Part Five Challenges for achieving QIPP

5.1  Given the scale of the proposed efficiencies over the next four years and the fact that it coincides with the period of transformation of the NHS to achieve the wider reforms, effective risk management will be crucial. Risk registers are maintained on the QIPP challenge, at national, regional and local levels. Maintaining momentum over this four-year period, during a period of organisational change will be challenging. For example:

  can clear governance and monitoring arrangements be maintained over a period where new structures are being created and where roles and responsibilities are changing?

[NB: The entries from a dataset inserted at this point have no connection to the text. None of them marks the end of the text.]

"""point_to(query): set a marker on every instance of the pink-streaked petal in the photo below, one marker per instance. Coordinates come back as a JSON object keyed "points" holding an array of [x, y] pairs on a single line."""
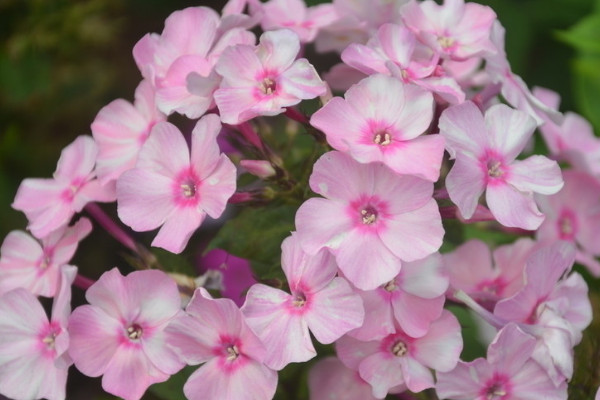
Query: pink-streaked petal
{"points": [[536, 174], [178, 229], [335, 310], [513, 208], [130, 372], [465, 184], [94, 337], [165, 152], [415, 234], [216, 188], [464, 130], [366, 261], [285, 332], [440, 348], [252, 381], [144, 199], [421, 156], [501, 119], [322, 223]]}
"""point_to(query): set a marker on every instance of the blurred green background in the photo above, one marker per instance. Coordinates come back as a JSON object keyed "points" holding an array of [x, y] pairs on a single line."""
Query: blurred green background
{"points": [[61, 61]]}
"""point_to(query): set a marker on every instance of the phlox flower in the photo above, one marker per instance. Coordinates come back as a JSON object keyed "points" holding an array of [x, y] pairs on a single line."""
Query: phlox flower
{"points": [[121, 128], [318, 301], [214, 332], [508, 373], [50, 203], [179, 62], [294, 15], [573, 215], [173, 189], [398, 359], [395, 51], [486, 148], [371, 218], [33, 348], [382, 119], [455, 30], [120, 334], [35, 266], [412, 300], [265, 79]]}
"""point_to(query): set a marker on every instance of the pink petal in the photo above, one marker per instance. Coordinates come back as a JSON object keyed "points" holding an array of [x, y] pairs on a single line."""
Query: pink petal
{"points": [[415, 234], [513, 208], [335, 310]]}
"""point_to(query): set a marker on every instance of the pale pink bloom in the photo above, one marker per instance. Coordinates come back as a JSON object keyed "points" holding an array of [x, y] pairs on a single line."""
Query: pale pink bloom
{"points": [[120, 334], [265, 79], [173, 189], [554, 308], [573, 140], [33, 349], [400, 359], [179, 62], [50, 203], [329, 379], [372, 219], [394, 51], [214, 332], [412, 300], [573, 215], [513, 88], [454, 29], [508, 373], [234, 273], [486, 276], [35, 266], [121, 128], [382, 119], [319, 301], [486, 148], [294, 15]]}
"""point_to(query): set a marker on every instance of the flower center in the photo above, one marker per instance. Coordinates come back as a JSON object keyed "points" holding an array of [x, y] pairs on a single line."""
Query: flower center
{"points": [[495, 168], [399, 348], [232, 352], [299, 300], [134, 332], [382, 138], [268, 86], [369, 215]]}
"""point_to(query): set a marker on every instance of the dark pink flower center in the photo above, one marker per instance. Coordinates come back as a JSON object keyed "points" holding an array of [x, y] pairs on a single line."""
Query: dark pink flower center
{"points": [[134, 332], [382, 138]]}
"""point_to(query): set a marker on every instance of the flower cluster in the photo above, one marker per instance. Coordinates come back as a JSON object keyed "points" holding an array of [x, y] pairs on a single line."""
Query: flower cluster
{"points": [[427, 117]]}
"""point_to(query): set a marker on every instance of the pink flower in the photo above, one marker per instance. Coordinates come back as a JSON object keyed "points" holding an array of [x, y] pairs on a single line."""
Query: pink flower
{"points": [[486, 149], [120, 334], [573, 215], [169, 187], [509, 372], [372, 219], [319, 301], [33, 349], [395, 51], [265, 79], [121, 128], [50, 203], [454, 29], [382, 119], [180, 66], [412, 300], [213, 331], [27, 264], [294, 15], [400, 359]]}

  can strong management of the QIPP challenge be maintained at a time when management capacity is diminishing with clustering and the dissolution of strategic health authorities and primary care trusts?

  can staff at all levels remain focused on the achievement of efficiency improvements during the abolition of strategic health authorities and primary care trusts, which have a lead role in delivering the QIPP agenda, and the establishment of new organisations?

  will those clinical commissioning groups that are not ready in 2013 still be able to deliver the level of efficiency savings needed, especially as the QIPP challenge is likely to get harder each year?

  can those GPs who will not be directly involved in commissioning as part of a clinical commissioning consortium be engaged on the QIPP challenge?

  can all providers be encouraged to make efficiency savings, given that we were told some providers are unwilling or unable to make efficiency savings?

  can efficiency savings be delivered though the tariff without financially destabilising trusts?

  can efficiency savings be delivered when local authorities are looking to reduce their social care budgets, which may increase demand for NHS services?

  can a programme of support that is more focused on enabling and encouraging, rather than enforcing, deliver savings at the right pace?

  can, as a minimum, quality and patient safety levels be maintained?

5.2  Achieving the efficiency savings will require a culture change involving clinicians, commissioners, patients and the wider public, and politicians:

  can clinicians change their referral behaviour and patterns of work?

  can commissioners drive service transformation through better commissioning of services?

  will patients and the wider public accept that where they receive services may change, and that acute providers may reduce in size or even close?

  will politicians support changes to the delivery of their local health service?